An insight on magnetic metal/insulater interfaces

S. CARREIRA; M. AGUIRRE; J. BRIATICO; M. SIRENA; L.B. STEREN

Glasgow

Conferencia; 8th Joint European Magnetic Symposia; 2016

Artificial heterostructures consisting of complex oxides have become a special issue in recent years, as much for the fundamental physics involved as for the technological prospects. Novel phenomena emerging at the interfaces of transition metal oxides can give us an alternating and new pathway of controlling the magnetic and transport properties of magnetorresistive devices, like magnetic tunnel junctions. Particularly important is the case of La0.66Sr0.33MnO3 (LS0.33MO) as it is ferromagnetic (FM) with the highest transition temperature (Tc ~ 370 K) and a half-metal, so becoming an excellent candidate to use as electrode in magnetic tunneling devices.
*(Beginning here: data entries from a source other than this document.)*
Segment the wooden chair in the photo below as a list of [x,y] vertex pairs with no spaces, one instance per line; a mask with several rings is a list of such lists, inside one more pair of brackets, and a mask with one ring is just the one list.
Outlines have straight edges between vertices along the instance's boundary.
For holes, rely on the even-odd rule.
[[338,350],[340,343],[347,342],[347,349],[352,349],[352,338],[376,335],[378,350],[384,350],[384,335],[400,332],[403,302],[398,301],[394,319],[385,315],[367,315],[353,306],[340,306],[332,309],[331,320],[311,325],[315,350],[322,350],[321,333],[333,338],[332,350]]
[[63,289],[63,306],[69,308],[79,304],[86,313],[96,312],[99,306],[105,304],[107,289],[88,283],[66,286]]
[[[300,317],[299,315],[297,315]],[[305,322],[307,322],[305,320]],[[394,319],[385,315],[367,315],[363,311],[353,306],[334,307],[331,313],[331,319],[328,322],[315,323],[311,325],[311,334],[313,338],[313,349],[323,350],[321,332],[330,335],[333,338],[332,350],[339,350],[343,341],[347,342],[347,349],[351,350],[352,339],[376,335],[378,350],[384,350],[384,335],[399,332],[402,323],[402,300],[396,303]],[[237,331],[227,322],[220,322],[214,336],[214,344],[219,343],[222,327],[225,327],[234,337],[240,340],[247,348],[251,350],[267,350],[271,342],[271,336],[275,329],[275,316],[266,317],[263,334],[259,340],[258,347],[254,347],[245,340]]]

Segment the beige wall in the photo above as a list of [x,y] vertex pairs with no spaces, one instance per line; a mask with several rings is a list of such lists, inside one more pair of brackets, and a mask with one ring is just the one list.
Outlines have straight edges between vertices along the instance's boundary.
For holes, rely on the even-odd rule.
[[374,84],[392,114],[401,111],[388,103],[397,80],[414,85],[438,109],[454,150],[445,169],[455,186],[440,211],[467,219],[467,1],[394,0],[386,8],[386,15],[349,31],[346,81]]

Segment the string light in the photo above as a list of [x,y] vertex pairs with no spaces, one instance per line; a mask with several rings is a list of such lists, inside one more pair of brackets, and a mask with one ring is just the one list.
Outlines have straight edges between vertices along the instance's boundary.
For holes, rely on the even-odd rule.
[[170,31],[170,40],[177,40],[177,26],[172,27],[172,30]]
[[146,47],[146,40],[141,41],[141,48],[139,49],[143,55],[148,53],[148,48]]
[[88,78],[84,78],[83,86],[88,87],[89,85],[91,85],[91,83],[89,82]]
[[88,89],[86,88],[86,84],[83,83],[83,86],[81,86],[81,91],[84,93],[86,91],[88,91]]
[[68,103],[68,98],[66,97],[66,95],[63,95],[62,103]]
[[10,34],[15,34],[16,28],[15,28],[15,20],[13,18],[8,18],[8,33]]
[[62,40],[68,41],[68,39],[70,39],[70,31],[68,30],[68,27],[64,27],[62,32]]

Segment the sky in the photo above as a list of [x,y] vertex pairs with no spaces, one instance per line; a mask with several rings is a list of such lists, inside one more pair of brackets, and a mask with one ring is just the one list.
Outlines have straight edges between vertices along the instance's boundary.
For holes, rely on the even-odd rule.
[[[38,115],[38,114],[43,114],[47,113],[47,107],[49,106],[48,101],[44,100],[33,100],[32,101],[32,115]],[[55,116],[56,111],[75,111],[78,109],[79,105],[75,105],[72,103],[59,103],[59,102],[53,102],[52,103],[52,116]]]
However and despite its room temperature FM order, the tunneling magnetoresistance (TMR) ratios measured in junctions built with this material are vanishing small at room temperature. The decrease of the TMR ratios is usually attributed to the existence of a so-called dead layer, a few unit cells wide, at the interface between the electrode and the tunnel barrier. The physics inherent to the reduction of the spin polarization at the interface is usually related to surface symmetry breaking effects, preferential orbital occupation, new magnetic phases, strain and charge transfer. In this work, we studied series of LSxMO/LS0.33MO bilayers grown by pulsed laser deposition on SrTiO3 (001) substrates, where the tunnel barriers are low doped manganites with Sr doping 0≤x≤0.1 and thicknesses from 2 nm to 6 nm. These barriers are Mott insulators and can exhibit different magnetic phases in thin films depending on the Sr doping. Therefore, the magnetic coupling between layers plays an important role. By combining surface sensitive techniques such as XAS, XMCD (Fig.1) and XLD, we described the magnetic order, oxidation states, the electronic orbital occupation and the spin polarization at interfaces. The quality of the films has been probed by STEM with HAADF techniques. All the heterostructures are grown coherently, with no apparent formation of misfit dislocations at the interface. In terms of the barrier thickness, we can see a non trivial dependence of the in-plane spin polarization at the interface. This would suggest an optimal barrier thickness in terms of the reduction of the spin polarization (Fig. 3). In this work, we will also discuss about the hybridization between transition metal d and oxygen p orbitals, which are responsible for the functional properties of transition metal oxides.